Define your prior distribution as an inverse gamma distributions with parameters $1+\lambda (\alpha-1)$ and $\lambda \beta$ where $\lambda$ ranges between 0 and 1. Then place a hyperprior on the parameter $\lambda$. The uniform(0,1) distribution is a reasonable choice for the hyperprior, but others are possible.

```
knitr::opts_chunk$set(echo=TRUE, fig.width=8, fig.height=8)
```

```
lambda_grid <- seq(0, 1, length=60)
theta_grid <- seq(0, x_max, length=60)
gstar <- function(theta, lambda) {g(theta, lambda*(a0-1)+1, lambda*(b0-1)+1)}
density <- outer(theta_grid, lambda_grid, gstar)
op <- par(bg = "white")
z_max <- max(density, na.rm=TRUE)
persp(
theta_grid,
lambda_grid,
density,
zlim=c(0, 1.1*z_max),
xlab="theta",
ylab="lambda",
theta = 135,
phi = 30,
expand=0.5,
ticktype="detailed")
```

It is hard to see at this scale, but the prior distribution is higher for small values of $\lambda$ when $\theta$ is very large. This becomes more obvious if you remove the middle of the surface and rescale the Z-axis. There is a similar pattern on the far side of the graph. The prior trends towards a higher prior for small values of $\lambda$ when $\theta$ is very small.

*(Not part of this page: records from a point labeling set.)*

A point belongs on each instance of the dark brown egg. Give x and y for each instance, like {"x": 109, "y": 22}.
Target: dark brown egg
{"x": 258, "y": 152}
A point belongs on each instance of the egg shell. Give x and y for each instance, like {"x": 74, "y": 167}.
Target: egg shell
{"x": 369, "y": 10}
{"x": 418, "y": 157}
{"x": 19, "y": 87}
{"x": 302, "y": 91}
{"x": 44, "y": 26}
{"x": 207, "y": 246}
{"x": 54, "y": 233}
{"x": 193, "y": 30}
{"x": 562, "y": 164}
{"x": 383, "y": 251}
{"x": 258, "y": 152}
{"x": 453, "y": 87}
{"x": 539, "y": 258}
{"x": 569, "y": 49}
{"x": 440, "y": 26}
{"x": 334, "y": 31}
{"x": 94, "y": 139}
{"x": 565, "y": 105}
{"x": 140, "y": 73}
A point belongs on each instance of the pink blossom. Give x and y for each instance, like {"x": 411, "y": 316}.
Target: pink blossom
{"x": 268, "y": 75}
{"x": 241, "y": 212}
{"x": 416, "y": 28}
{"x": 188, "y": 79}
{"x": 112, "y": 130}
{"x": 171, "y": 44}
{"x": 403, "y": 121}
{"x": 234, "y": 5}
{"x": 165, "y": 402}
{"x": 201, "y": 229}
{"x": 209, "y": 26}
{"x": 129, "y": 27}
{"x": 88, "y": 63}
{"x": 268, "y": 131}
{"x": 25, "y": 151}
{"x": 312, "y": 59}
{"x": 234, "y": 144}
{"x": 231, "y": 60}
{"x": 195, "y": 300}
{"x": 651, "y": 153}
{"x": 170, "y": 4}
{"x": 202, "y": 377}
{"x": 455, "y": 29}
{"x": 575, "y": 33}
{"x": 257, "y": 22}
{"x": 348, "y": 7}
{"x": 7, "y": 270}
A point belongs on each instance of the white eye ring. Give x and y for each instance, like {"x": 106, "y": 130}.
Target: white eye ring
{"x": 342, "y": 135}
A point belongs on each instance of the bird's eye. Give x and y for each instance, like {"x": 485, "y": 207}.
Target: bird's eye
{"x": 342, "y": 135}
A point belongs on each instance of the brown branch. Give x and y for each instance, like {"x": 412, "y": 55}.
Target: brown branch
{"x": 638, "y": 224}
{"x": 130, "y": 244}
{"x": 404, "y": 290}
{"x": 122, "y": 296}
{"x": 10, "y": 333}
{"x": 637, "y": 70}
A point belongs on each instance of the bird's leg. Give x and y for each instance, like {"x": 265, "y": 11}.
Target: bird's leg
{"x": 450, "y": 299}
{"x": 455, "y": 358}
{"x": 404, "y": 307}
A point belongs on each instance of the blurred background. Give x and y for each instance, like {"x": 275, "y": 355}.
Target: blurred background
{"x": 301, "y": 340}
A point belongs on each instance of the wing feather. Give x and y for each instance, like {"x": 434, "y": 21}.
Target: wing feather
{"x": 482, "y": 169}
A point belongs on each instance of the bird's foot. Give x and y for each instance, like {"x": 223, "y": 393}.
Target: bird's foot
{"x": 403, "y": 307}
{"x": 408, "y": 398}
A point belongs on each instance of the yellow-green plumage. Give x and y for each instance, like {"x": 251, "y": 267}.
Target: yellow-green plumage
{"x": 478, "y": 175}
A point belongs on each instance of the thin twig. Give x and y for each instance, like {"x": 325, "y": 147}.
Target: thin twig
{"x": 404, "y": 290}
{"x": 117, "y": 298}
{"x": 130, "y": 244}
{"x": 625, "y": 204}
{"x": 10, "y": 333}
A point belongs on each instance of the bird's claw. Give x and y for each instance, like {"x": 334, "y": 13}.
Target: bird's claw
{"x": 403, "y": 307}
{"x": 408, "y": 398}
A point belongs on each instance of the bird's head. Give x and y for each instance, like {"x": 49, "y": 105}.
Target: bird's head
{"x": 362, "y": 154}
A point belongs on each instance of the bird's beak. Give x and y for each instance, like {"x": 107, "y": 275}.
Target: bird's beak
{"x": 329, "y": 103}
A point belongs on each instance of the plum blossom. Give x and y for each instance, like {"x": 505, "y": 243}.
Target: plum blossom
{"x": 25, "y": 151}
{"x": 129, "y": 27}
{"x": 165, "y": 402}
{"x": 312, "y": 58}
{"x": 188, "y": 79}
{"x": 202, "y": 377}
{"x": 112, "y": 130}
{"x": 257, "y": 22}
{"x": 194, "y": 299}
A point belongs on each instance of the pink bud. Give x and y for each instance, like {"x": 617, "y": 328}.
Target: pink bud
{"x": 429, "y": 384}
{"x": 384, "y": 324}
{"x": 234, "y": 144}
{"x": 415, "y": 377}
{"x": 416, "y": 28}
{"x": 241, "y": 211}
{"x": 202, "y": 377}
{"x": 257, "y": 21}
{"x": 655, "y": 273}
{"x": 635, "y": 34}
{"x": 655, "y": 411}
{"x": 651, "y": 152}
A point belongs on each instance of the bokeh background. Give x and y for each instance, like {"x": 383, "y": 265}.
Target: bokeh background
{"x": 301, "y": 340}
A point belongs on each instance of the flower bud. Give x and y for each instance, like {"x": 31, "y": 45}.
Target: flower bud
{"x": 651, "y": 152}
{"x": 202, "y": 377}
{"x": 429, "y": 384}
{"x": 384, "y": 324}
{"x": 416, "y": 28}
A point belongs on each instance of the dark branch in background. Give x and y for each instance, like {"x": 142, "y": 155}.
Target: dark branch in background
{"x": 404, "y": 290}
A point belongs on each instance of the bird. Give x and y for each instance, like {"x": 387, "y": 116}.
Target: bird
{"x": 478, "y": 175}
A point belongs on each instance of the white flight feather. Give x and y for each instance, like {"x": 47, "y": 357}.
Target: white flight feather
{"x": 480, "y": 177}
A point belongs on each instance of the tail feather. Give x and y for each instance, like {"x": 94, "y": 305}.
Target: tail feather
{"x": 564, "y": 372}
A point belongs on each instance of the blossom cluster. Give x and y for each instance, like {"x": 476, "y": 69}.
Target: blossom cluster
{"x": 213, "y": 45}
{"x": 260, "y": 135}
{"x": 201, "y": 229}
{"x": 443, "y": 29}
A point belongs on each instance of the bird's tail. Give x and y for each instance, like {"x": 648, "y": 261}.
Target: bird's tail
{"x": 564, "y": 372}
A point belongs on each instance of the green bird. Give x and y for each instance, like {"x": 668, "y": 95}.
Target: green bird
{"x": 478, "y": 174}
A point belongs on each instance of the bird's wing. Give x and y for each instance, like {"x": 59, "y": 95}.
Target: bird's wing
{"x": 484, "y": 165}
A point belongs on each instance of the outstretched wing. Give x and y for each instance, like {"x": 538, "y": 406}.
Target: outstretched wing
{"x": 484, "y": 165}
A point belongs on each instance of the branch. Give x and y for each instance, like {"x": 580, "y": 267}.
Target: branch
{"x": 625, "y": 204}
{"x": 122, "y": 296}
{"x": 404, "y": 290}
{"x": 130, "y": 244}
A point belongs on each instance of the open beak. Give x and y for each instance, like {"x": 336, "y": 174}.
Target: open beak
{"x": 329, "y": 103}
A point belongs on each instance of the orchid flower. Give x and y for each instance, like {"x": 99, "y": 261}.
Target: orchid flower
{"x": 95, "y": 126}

This illustrates how the hedging hyperprior does its magic. It puts more probability on large values of $\lambda$ (gives closer to full weight for the informative prior) when you observe data values close to the prior mean. It puts more probability on small values of $\lambda$ (gives much less weight to the informative prior) when the data values are much larger or much smaller than the prior mean.

```
density <- outer(theta_grid, lambda_grid, gstar)
# density[12:32, ] <- NA
# density[11:40, ] <- NA
density[density>0.3] <- 0.3
op <- par(bg = "white")
z_max <- max(density, na.rm=TRUE)
persp(
theta_grid,
lambda_grid,
density,
zlim=c(0, 1.1*z_max),
xlab="theta",
ylab="lambda",
theta = 135,
phi = 30,
expand=0.5,
ticktype="detailed")
```

The likelihood function is constant across all values of $\lambda$, so its surface looks like the following.

```
lambda_grid <- seq(0, 1, length=60)
theta_grid <- seq(0, x_max, length=60)
fstar <- function(theta, lambda) {f(xbar, theta)^n}
likelihood <- outer(theta_grid, lambda_grid, fstar)
z_max <- max(likelihood, na.rm=TRUE)
persp(
theta_grid,
lambda_grid,
likelihood,
zlim=c(0, 1.1*z_max),
xlab="theta",
ylab="lambda",
theta = 135,
phi = 30,
expand=0.5,
ticktype="detailed")
```

The product of the prior and the likelihood is proportional to the posterior distribution.

```
lambda_grid <- seq(0, 1, length=60)
theta_grid <- seq(0, x_max, length=60)
hstar <- function(theta, lambda) {g(theta, lambda*(a0-1)+1, lambda*(b0-1)+1)*f(xbar, theta)^n}
density <- outer(theta_grid, lambda_grid, hstar)
z_max <- max(density, na.rm=TRUE)
persp(
theta_grid,
lambda_grid,
density,
zlim=c(0, 1.1*z_max),
xlab="theta",
ylab="lambda",
theta = 135,
phi = 30,
expand=0.5,
ticktype="detailed")
```

A contour plot shows where the probability is concentrated. The labels on the contour lines represent how much probabilty is found inside the contour line.

```
density <- density / sum(density, na.rm=TRUE)
density %>%
as.vector %>%
sort %>%
rev -> sorted_density
cumulative_p <- 0
for (p in sorted_density) {
cumulative_p <- p + cumulative_p
density[density==p] <- cumulative_p
}
contour(
theta_grid,
lambda_grid,
density,
labcex=1,
levels=c(10, 25, 50, 75, 90)/100,
xlab="theta",
ylab="lambda")
```

You can see that the hedging hyperprior did its job. The most probable values of $\lambda$ are small and the prior mean (1.1) is largely ignored in favor of the mean of the data (2.1).